Outside, I've planted beets, peas, kale, lettuce, and red onions--all crops that can stand a little bit of cold.  I started my All Red, All Blue, and Rose Finn Apple potatoes using a tower method.  This is a great way to grow a lot of potatoes in a little bit of space.  I built mine with plastic chicken fencing which I cut horizontally, affixed in rounds with zip ties, and filled with a combination of hay and compost.  
Front to back:  1: kale & lettuce, 2: Spanish onions,
3: beets, and in the 4th box, peas... which are NOT in the house.
On the very right, looking like piles of hay, are the potato towers
Here's a better look at a potato tower:

The side yard, and now the front yard, are plagued with the weed of all weeds-- Bishop's Weed, the variegated form is known as Snow on the Mountain.  Both are illegal to plant in some states due to its ability to invade and choke out nearly everything in its path.  The moment the snow melted, there it was, an inch high.  Of course, I dug out what I could, but two weeks later, it's nearly a foot high.  

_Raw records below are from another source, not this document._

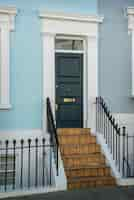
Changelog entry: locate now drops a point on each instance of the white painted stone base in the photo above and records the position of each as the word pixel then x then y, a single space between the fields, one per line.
pixel 30 192
pixel 60 182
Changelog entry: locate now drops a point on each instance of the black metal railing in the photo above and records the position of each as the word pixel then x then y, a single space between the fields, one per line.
pixel 119 142
pixel 51 127
pixel 25 164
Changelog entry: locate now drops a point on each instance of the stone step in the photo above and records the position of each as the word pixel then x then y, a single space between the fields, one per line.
pixel 73 131
pixel 92 171
pixel 86 182
pixel 77 139
pixel 79 149
pixel 83 160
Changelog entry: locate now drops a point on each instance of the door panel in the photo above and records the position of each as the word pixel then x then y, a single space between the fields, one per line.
pixel 69 90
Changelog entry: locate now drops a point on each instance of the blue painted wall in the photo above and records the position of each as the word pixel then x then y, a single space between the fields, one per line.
pixel 115 56
pixel 26 59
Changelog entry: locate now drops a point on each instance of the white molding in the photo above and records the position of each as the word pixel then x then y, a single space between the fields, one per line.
pixel 130 14
pixel 71 17
pixel 84 27
pixel 5 106
pixel 7 19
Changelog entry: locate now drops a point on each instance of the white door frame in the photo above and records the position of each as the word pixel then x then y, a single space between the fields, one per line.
pixel 75 25
pixel 84 70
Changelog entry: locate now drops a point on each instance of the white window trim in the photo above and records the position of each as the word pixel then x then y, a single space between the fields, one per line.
pixel 7 18
pixel 82 26
pixel 130 14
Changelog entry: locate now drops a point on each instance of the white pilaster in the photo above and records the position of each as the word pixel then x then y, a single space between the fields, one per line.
pixel 7 17
pixel 92 49
pixel 130 13
pixel 48 72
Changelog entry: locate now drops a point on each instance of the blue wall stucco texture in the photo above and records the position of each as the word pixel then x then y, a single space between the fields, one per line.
pixel 115 55
pixel 26 59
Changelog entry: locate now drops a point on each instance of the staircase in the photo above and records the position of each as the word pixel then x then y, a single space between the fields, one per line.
pixel 85 165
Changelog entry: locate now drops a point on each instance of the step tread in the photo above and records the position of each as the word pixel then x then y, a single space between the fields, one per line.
pixel 98 178
pixel 70 131
pixel 92 155
pixel 88 167
pixel 75 135
pixel 65 145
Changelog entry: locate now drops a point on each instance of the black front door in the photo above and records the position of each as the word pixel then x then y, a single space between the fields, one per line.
pixel 69 90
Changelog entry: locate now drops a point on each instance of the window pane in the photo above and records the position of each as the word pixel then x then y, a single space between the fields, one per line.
pixel 69 44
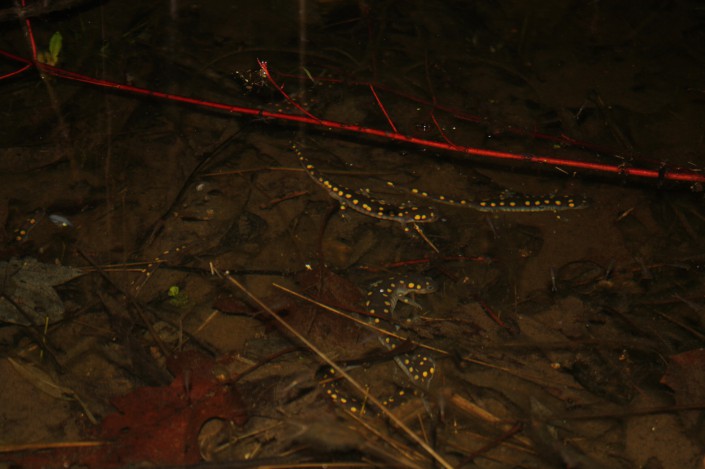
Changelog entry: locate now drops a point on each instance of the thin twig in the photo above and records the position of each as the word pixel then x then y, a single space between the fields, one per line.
pixel 341 372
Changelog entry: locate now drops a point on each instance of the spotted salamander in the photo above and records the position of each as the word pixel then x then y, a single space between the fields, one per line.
pixel 508 201
pixel 355 200
pixel 381 302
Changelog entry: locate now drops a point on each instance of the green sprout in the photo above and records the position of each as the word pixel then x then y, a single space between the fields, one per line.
pixel 177 297
pixel 51 57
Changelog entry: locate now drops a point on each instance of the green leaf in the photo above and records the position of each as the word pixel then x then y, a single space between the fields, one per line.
pixel 55 46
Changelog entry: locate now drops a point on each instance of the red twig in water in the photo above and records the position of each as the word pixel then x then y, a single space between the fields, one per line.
pixel 265 70
pixel 663 173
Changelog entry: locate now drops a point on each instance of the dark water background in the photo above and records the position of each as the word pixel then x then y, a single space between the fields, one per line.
pixel 582 329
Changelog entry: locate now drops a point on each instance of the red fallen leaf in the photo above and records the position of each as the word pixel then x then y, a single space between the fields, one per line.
pixel 686 376
pixel 158 425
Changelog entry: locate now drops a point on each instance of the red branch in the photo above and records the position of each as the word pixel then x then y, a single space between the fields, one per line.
pixel 664 173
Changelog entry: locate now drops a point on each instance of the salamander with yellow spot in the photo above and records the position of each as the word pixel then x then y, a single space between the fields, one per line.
pixel 355 200
pixel 508 201
pixel 381 302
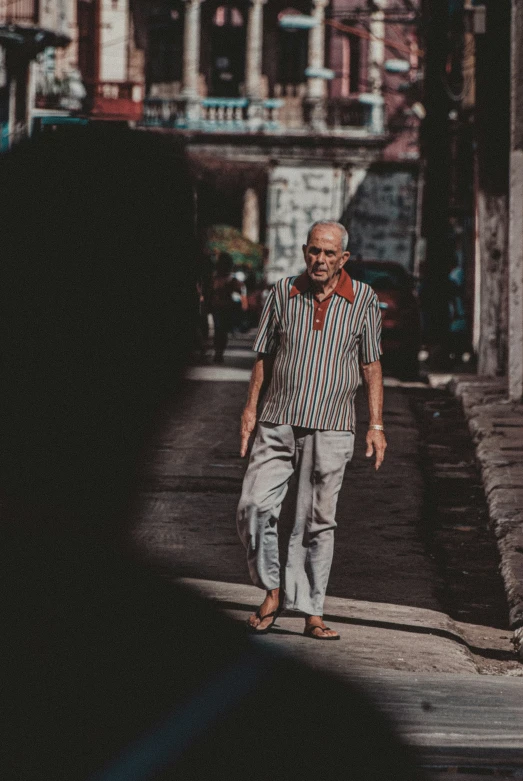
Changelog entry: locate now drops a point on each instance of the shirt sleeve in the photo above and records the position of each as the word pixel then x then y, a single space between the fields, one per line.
pixel 267 339
pixel 371 333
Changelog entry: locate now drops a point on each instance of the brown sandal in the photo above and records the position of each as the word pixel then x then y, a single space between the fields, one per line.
pixel 309 632
pixel 274 615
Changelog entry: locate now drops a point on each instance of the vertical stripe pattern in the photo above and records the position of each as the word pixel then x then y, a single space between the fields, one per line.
pixel 316 372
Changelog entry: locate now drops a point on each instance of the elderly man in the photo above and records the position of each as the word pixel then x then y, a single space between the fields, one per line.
pixel 314 332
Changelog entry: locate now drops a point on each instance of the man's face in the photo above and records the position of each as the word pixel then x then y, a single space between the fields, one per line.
pixel 323 254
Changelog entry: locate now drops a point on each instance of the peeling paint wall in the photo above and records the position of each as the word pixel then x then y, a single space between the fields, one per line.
pixel 381 215
pixel 298 196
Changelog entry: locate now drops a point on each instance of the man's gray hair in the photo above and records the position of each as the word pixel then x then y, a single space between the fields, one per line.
pixel 343 230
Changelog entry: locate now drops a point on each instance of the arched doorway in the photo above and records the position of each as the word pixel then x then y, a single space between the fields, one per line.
pixel 227 51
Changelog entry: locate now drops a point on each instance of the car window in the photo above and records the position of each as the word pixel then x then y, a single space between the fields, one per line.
pixel 378 278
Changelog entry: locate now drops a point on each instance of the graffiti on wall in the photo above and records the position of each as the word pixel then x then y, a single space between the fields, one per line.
pixel 381 216
pixel 298 196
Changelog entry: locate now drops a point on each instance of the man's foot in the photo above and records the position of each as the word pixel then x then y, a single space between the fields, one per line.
pixel 316 629
pixel 267 613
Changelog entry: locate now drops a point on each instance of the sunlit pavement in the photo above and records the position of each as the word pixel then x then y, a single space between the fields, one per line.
pixel 412 658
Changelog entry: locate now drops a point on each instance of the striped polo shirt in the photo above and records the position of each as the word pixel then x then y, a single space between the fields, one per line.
pixel 317 348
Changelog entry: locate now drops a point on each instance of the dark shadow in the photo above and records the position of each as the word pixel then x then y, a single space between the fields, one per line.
pixel 109 671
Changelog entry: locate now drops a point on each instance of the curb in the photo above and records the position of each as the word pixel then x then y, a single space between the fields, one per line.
pixel 496 426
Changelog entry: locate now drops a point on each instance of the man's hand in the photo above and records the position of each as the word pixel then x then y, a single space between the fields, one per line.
pixel 248 422
pixel 377 443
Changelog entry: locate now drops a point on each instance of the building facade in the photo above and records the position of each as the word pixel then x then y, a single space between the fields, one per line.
pixel 292 112
pixel 27 30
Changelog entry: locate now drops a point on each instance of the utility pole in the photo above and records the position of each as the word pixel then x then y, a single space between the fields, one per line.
pixel 435 149
pixel 492 121
pixel 515 371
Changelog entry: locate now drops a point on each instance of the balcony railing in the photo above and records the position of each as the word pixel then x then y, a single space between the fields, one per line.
pixel 23 12
pixel 115 100
pixel 233 115
pixel 343 113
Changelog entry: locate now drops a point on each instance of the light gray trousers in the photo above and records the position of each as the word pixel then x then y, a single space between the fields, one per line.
pixel 319 459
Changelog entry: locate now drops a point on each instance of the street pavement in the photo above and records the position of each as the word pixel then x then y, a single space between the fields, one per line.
pixel 417 663
pixel 496 425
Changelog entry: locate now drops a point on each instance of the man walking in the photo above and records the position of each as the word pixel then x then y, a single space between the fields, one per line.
pixel 315 331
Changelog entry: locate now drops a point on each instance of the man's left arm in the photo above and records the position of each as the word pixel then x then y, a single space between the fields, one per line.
pixel 372 377
pixel 376 442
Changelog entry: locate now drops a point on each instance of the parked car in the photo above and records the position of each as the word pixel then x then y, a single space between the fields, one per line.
pixel 401 333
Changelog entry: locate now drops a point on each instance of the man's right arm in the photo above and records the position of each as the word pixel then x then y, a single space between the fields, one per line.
pixel 260 378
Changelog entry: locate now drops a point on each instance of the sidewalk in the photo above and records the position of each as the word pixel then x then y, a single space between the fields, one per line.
pixel 424 678
pixel 496 425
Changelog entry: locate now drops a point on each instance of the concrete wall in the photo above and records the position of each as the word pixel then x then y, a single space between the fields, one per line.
pixel 381 213
pixel 114 32
pixel 297 197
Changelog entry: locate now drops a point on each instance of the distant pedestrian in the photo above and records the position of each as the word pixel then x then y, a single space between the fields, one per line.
pixel 226 303
pixel 314 331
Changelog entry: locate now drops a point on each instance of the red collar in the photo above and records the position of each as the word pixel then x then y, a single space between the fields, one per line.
pixel 343 288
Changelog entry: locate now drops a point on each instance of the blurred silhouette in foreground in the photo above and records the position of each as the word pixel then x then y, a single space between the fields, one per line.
pixel 109 671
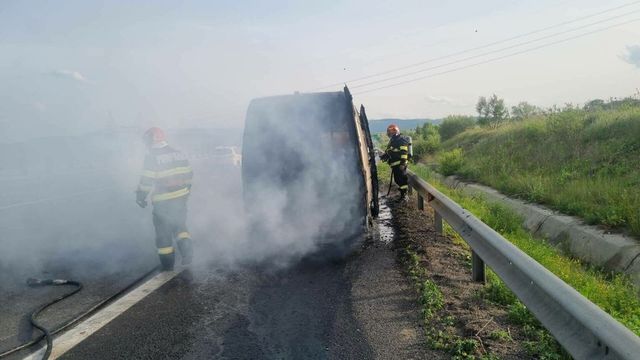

No, I haven't weeded the walkway yet.  This used to be a perennial flower garden, until the weed spread from the neighbor's house.
The weed spreads via an extensive runner root system, the tiniest bit of which can sprout another plant.  You cannot just pull it out, as it has bits that shred, spawning-- you guessed it-- more plants.  It's like kudzu, the vine that took over Florida, but shorter.  For years I have mulched, put down weed barrier, newspaper, applied vinegar, and done everything in my organic bag of weed-fighting tricks to keep it from taking over, to no avail.  It doesn't look terrible, but I'd like to be able to have flowers in the side yard.  My friend Kim said the only way to get rid of it is to move out (she has it too).  In fact, it is all over our town.  My goal this season is to try to contain it to where it is, and work with it where it stands.  It does get some lovely Queen Anne-type flowers, so I think I can work with it as long as it doesn't penetrate the garden beds.  Okay, well, it's already in the garlic bed, but once that garlic is harvested, there will be some digging and weed barrier action going on.

Garlic, kale, and weeds
I have plenty on my to-do list for this summer, and I'll be working on that and of course, keeping you all updated.  More to come, and I promise not to get buried under so much work that posting becomes impossible.